At her age, grandma Nan Tar Moo Gyi said that she wants her children to come back from Thailand to care for their kids, but she is reluctant to ask them as the family has a lot of debts to pay back.

Speaking to Karen News, Nan Tar Moo Gyi said.

“I am thinking to ask my children to come back from Bangkok – they also would like to do so. But how are we going to deal with all the debts if they come back? Just the interest [on the debt] is a lot of money.”

Although Thailand increased the minimum wage to 300 baht (US$ 10) a day in 2012, most migrant workers receive less than 250 baht. Despite the better wages, the cost of living is expensive for migrant workers. They cannot earn enough to save – just enough to live on.

Poe Kay, 50, is a Karen construction worker. He has been working in Thailand for more 20 years and said that life is hard.

Burmese workers in Chiang Rai

“Work and life in Thailand is not easy. I work to get some money and then I’d get sick and my money is spent on healthcare. I cannot save any money. I have lived in Thailand for more than 20 years already. I have never gone back to my village.”
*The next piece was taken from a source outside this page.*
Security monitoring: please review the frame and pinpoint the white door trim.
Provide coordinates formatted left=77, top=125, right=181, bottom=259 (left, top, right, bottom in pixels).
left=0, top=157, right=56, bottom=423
Workers who attempt to find employment in Thailand through labor brokers face more pressing problems. Broker fees can run between 5,000 baht and 12,000 baht. Many cases of abuse at the hands of brokers or employers in Thailand have been reported, with young women particularly vulnerable to sexual abuse.

The Migrant Worker Right Network (MWRN) has criticized the Burma and Thailand’s National Verification process for leaving migrant workers open to exploitation at the hands of corrupt brokers.

Many of these workers are vulnerable to exploitation, abuse in the workplace and a lack of job security. The situation has been hampered by both the Burma and Thai government’s inability to deliver a clear migration policy framework even though a National Verification process (NV) for migrant workers has been in place for 11 years.

In spite of the gradual rollout of the NV scheme, migrant workers are paying as much as five times what the process should legally cost due to broker charges.

Burma and Thailand agreed that migrant workers must pay 1,050 baht (US$3.3) to complete the NV process. Yet the Migrant Workers Right Network said that when broker charges and “under the table” costs are added up, each worker spent 5,500 to 12,000 baht (US$180-400) for getting a temporary passport and work permit.

With 1.7 million migrants completing the process this means brokers, agencies and officials through exploitation and corruption have already made at least 5,100 million baht (US$170 million) from the NV process. At the same time, low-income earning migrant workers have found themselves in “more debt, often leading to severe debt bondage, and seen their savings decline.”